Prenant en compte ces caractéristiques du numérique, nous pouvons dire que notre relation fiduciaire au monde, qui est notre relation naturelle au monde, est remplacée par une relation machinique, de sécurité, faisant disparaître l’incertitude constitutive de toute action humaine en générale. 

Le transfert de confiance vers le médium technique contourne en fait la confiance, il ne l’augmente pas, il la remplace. Prenons l’exemple du bitcoin qui a justement été conçu pour qu’il n’y ait plus besoin de faire confiance puisque, du point de vue de ses concepteurs, faire confiance est un inconvénient. Dans ce système de blockchain, toute fraude deviendrait tellement coûteuse que personne n’y aurait d’intérêt. 

Conclusion

Dans le monde numérique, nous avons de moins en moins besoin de confiance, car il s’agit d’un système qui sécurise la voie de réalisation de nos désirs, sécurise nos attentes de comportements et élimine les possibilités de déceptions. Il en résulte un « fonctionnalisme généralisé » : ce n’est plus le système qui assigne une place à l’individu (comme dans la division du travail) mais plutôt l’individu qui attend du système qu’il remplisse une fonction qui satisfasse son attente. 

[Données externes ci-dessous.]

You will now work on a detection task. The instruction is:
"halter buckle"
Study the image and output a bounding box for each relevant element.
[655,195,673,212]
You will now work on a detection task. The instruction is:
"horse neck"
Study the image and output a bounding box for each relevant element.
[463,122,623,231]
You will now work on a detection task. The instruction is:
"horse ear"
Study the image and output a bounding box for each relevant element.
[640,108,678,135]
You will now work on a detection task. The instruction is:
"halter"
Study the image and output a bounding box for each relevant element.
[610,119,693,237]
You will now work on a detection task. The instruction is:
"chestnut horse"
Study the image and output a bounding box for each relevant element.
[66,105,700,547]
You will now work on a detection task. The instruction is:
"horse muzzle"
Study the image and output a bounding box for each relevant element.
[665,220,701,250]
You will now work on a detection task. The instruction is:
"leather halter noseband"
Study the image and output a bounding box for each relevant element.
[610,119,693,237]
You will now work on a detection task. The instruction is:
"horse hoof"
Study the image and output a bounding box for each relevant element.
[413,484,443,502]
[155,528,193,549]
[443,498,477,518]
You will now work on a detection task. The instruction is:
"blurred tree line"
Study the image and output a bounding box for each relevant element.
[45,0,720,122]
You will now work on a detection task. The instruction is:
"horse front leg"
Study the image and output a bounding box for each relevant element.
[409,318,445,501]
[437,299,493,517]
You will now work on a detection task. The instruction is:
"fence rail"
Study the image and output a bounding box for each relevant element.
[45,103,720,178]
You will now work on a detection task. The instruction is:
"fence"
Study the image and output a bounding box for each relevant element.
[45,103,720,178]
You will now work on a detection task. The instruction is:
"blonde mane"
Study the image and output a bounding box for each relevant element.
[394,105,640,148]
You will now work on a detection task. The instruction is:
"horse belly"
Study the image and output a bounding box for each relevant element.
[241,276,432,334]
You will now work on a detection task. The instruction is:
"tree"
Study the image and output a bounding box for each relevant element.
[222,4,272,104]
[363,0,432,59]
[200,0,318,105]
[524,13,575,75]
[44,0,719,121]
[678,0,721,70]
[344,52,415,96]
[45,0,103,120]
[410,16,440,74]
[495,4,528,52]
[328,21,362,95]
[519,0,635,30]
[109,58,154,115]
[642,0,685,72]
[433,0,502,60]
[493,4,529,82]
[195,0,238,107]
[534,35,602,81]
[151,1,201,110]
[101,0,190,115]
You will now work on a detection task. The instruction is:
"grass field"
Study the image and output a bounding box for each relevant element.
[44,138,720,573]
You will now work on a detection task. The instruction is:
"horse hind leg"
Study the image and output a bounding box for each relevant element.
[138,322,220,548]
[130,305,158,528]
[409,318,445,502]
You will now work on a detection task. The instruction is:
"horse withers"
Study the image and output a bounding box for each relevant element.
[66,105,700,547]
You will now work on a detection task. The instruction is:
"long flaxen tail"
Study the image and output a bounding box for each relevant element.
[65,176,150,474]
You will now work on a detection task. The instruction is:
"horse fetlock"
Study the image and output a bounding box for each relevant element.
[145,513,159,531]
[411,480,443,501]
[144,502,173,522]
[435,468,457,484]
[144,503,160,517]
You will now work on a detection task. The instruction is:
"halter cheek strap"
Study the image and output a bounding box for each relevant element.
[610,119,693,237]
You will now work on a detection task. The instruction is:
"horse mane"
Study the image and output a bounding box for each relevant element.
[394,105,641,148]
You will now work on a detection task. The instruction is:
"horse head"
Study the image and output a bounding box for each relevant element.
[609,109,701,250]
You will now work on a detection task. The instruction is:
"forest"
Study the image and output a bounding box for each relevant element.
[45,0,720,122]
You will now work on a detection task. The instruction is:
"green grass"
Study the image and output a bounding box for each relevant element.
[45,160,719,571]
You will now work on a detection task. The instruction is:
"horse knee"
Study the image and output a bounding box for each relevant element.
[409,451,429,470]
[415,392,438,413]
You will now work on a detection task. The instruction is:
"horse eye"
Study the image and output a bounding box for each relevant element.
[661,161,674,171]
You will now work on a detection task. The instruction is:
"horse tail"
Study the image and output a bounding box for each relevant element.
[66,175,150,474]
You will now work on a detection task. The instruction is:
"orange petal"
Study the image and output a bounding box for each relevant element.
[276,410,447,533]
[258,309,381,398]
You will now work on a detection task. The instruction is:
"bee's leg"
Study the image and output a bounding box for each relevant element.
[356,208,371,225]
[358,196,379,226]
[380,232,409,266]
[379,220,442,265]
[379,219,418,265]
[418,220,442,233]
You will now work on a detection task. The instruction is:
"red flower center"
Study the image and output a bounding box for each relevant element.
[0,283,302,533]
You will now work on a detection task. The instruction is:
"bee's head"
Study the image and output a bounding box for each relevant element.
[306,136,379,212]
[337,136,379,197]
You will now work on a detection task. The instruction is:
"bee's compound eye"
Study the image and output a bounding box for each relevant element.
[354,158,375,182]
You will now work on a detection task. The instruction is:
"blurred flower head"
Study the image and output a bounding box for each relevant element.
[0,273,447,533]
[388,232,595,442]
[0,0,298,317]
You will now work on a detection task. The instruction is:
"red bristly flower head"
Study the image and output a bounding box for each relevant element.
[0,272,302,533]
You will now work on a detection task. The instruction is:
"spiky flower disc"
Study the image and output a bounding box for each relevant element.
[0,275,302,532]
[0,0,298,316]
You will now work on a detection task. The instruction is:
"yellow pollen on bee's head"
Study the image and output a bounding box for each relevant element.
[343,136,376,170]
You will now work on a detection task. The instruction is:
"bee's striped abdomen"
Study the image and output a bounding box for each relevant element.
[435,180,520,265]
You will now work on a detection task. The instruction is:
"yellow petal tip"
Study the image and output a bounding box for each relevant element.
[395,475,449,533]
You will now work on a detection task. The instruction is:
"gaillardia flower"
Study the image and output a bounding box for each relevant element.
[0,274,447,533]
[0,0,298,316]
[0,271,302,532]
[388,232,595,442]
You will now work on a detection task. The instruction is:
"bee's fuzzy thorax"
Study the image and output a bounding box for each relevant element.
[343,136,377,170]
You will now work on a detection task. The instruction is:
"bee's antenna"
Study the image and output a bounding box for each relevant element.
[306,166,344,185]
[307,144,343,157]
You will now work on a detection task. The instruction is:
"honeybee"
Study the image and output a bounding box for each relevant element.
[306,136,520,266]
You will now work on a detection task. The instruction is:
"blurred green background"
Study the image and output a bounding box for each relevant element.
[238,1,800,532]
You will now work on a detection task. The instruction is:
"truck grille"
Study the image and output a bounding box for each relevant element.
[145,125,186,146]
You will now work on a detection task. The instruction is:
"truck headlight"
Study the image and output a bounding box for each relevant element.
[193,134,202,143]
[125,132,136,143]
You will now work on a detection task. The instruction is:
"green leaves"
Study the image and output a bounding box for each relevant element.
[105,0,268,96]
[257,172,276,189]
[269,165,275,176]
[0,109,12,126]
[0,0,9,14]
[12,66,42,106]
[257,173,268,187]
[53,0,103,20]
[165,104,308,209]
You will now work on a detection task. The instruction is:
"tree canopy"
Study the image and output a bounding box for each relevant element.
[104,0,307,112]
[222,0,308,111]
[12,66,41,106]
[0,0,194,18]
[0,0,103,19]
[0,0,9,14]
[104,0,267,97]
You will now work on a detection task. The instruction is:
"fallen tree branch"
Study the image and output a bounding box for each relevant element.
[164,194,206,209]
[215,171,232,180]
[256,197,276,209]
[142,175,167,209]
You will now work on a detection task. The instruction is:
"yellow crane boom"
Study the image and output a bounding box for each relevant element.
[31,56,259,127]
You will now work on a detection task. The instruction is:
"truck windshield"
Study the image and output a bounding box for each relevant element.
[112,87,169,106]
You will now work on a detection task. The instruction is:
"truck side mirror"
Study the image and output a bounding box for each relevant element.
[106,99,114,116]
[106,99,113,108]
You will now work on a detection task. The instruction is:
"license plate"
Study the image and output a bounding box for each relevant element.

La machine abolit la distance entre la volonté et son exécution. Ce qui caractérise le numérique court-circuite donc le jugement.

En sécurisant la satisfaction de nos désirs, en contournant donc tous les mécanismes de confiance « naturels », et en s’imposant comme médiation obligée au monde, le numérique redéfinit nos relations de confiance. L’individu est mis en position réactive de répondre à une offre préfabriquée par le système numérique dont l’objectif est la satisfaction du désir de l’utilisateur de la manière la plus immédiate possible. Il en résulte un enfermement libidinal de la vie de l’esprit, qui place la société dans un mode fonctionnaliste, celle-ci n’ayant plus besoin de confiance. Le danger de cette substitution tendancielle de la technique aux relations naturelles, est que s’installe une forme de paternalisme technologique, qui infantilise. Le risque est grand, selon Mark Hunyadi, que l’obéissance aux machines fasse de nous des machines obéissantes.